That said, I think there’s a lot of work going on right now to sketch out what people in city planning and related fields know and do, and why we do the things we currently do, in order to mindfully integrate the strengths of social media into a planning process. It’s very tempting to say that social media changes everything — and indeed, it can if we let ourselves get carried away — but should it? With the challenge of sustainability bearing down on us with every passing day, it’s already an exciting time; the broad interest in open civic data and mobile applications is also picking up steam (as this post itself illustrates). Are we being attentive in order to avoid throwing any babies out with the bathwater?

I’m personally more interested in seeing subsets of planning already interested in participatory design methods and the use of techniques like storytelling to make planning more broadly inclusive, incorporated into work on social media. So the answer to the question, “Could Social Media revolutionise the planning system?” is Yes — so long as we revolutionise the right parts of it, and can tell which parts of it are worth keeping.

What I’m personally most interested in is social media as a tool for nurturing community-oriented, open groups made up of both “professionals/experts” and everday citizens/city-users focusing on aspects of the city that are most exciting or pressing to us for whatever reason. For some of us that’s transit, for others that’s farmland and others still that’s water. How can we develop tools or methods that have a lightweight “participation footprint” but are still meaningful and impactful for the people who do work in urban planning? You know, those who spend 8 hours a day, 5 days a week working on something and who — like it or not — deal with all the unsexy parts of planning too, like zoning or pro-formas; as well as inclusive of those of us who live with the consequences?

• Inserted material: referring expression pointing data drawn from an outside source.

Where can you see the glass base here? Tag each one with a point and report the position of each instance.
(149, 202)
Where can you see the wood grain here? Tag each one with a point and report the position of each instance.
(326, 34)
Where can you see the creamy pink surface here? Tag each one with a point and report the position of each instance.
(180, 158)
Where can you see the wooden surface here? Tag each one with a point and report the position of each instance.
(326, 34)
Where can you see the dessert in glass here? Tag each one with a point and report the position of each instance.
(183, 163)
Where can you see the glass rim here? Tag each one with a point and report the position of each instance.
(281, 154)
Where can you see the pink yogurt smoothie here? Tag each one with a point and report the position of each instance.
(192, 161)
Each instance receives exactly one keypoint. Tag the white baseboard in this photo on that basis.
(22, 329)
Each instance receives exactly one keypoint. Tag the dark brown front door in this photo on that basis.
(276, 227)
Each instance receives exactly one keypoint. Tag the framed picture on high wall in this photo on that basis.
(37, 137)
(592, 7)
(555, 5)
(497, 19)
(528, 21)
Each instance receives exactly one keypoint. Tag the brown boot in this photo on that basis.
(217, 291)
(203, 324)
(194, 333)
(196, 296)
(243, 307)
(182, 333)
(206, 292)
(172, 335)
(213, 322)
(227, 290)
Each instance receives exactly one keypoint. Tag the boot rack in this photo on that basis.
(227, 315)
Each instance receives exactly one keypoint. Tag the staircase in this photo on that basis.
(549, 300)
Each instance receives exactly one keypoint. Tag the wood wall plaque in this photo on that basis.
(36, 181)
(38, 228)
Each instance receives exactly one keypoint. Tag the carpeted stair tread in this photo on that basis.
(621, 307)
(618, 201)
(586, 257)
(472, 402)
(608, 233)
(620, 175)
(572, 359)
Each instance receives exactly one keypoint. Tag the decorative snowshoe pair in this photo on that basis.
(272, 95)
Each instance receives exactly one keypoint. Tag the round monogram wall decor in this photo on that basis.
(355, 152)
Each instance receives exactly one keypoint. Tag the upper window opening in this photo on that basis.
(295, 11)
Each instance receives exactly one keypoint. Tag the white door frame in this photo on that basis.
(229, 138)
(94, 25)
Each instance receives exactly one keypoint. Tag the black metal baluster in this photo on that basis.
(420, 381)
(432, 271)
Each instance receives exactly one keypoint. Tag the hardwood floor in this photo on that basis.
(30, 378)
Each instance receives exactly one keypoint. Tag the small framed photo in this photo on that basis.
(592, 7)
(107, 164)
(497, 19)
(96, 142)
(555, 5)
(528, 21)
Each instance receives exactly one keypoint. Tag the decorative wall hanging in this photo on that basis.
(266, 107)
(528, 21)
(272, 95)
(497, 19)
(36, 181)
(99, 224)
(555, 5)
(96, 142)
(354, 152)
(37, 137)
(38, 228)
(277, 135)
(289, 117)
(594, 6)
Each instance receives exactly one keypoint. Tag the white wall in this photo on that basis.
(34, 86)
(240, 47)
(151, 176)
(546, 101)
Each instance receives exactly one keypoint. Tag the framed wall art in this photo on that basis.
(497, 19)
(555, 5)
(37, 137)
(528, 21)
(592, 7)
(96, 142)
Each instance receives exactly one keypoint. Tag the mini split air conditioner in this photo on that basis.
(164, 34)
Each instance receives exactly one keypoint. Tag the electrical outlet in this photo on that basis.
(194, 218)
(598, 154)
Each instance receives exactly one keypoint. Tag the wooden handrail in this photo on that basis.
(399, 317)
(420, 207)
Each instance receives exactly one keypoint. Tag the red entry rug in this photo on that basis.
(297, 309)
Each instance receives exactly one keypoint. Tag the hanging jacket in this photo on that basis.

Having seen social media work its magic in the enterprise, I feel a lot of time that there’s an expectation that this should already be happening, and that it should be happening faster. I’ve previously participated in this, and the more I learn the more I’ve reeled back on this a bit, because the legal framework, the considerations around customers vs. citizens, the issues of governance, and the people in each kind of organization are so different. Which isn’t to say social media won’t get into planning — eventually. It’ll just take a bit longer and quite a bit harder than just saying, “Why isn’t anyone thinking of this?”

I’d also encourage anyone interested in this topic read up on the work of Stamen Design, who IMO are doing some of the best and most interesting work on apps that are both pretty and useful.